There is an inspiring tale of Mary Anning born into poverty in 1799, under-educated in the way of the time and ignored because of the prejudice against women, who left her mark as a fossil collector and palaeontologist. Earlier this year the Royal Mail issued a set of four stamps celebrating her discoveries and in 2021, the Royal Mint issued commemorative coins in recognition of her as ‘one of Britain’s greatest fossil hunters’. The coins have images of Temnodontosaurus, Plesiosaurus and Dimorphodon, which she discovered.
She was born on 21 May 1799 in Lyme Regis, Dorset and her cabinet-maker father used to supplement his income by selling Jurassic marine fossils he found in the cliffs along the English Channel. She was the first to correctly identify an ichthyosaur skeleton when she was twelve years old. She was largely ignored by the scientific community of the day with a few exceptions who helped her work to become known; and she had little money throughout her life.

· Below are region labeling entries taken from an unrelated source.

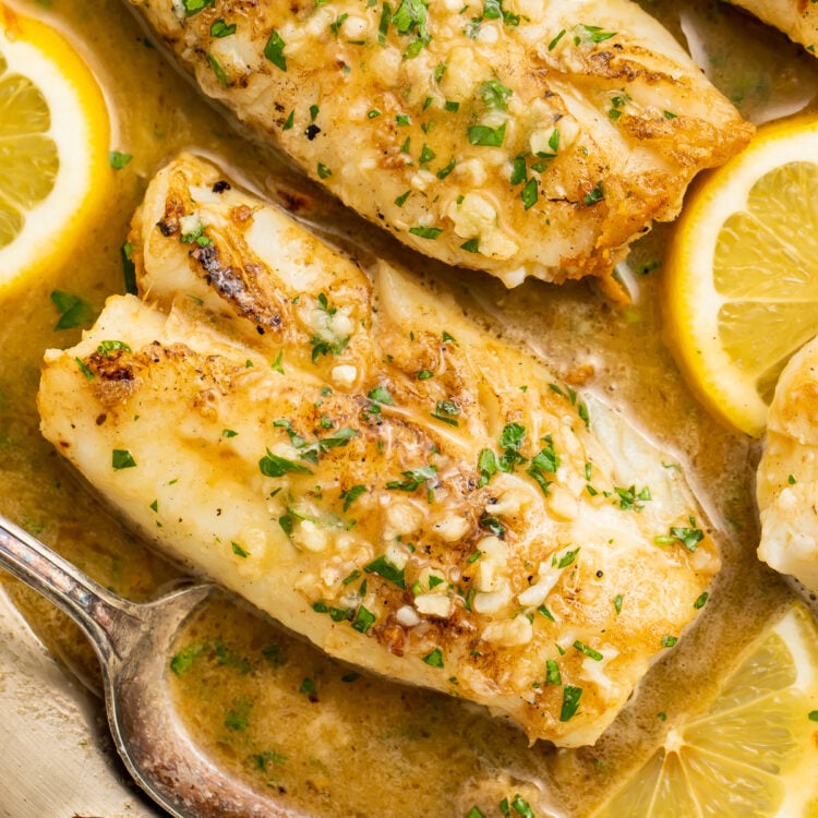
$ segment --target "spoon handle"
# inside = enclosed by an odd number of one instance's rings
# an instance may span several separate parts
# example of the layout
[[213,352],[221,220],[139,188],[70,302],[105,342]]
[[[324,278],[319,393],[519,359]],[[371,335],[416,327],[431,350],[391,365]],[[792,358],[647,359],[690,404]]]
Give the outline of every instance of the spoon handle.
[[136,624],[135,612],[127,600],[95,582],[2,515],[0,567],[64,611],[103,658],[116,654],[117,634]]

She was one of ten children named after a sister who had died in a fire just before her birth. Only three of the children survived to adulthood. On 19 August 1800, when she was 15 months old, an event occurred that became part of local lore. She was being held by a neighbour under an elm tree when lightning struck, killing all standing below it apart from the infant who was revived in a bath of hot water. Her family said she had been a sickly baby before the event, but afterwards seemed to blossom. The community would attribute her curiosity, intelligence and lively personality to the incident.
She did have a confident, determined and lucky chart with a Sun Jupiter in Gemini square Pluto, a passionately enthusiastic Venus Mars conjunct in Cancer; with Mercury in earthy Taurus conjunct the North Node in an inquiring trine to Uranus and opposition Neptune. Out of unlikely beginnings, she made a considerable mark.
When the lightning struck in 1800 a transiting accident-prone Mars square Saturn was tugging on her Mercury and more usefully tr Jupiter was exactly conjunct her Saturn in Cancer allowing her to escape alive.
She died before she was fifty of cancer but she had packed in remarkable achievements before then.
Her get-it-together 5th harmonic was well aspected and utterly determined. As was her leaving-a-legacy 17H and her global influencer 22H. Her ‘victim/healer’ 12H was also notable.
Agreed Helen and Caroline. It was quite common even until recent times for people to not marry and this was not even commented on. I have an aunt and an uncle who never married. Neither are gay.
Thanks Marjorie for this. Astounding how the astrology fits so perfectly. She certainly lived out her Taurus north node digging underneath cliffs/in landslides, for fossils, with mars/venus in ‘by the sea’ cancer.
Lucky too given the fate of her siblings who died in infancy. Strange how others in close physical proximity to her were not so lucky (lightening incident plus a close brush with death following a landslide which killed her pet dog which was standing by her feet). Natal jupiter squaring pluto perhaps? Such a fascinating read. Thank you. Mary was a remarkable woman.
It is heartening that she is still remember. My eldest Grandson has been taught all about her achievements at his junior school. Even a trip to a museum to look at what she identified. The film about her was appalling, as it depicted her as a lesbian, when there was not evidence for this. The Mars/Venus conjunction in cancer may have made her a person who was home with herself. Her Moon in Sagittarius would be more in tune with her Gemini Jupiter/Sun conjunction in Gemini – a curiosity for learning and relating her findings. I wish people would respect other people’s lives and not weave their own views into a dead person’s life. They deserve respect too.
Helen – agreed. It’s all too often the working assumption when a woman (from a bygone era) was childless and unmarried.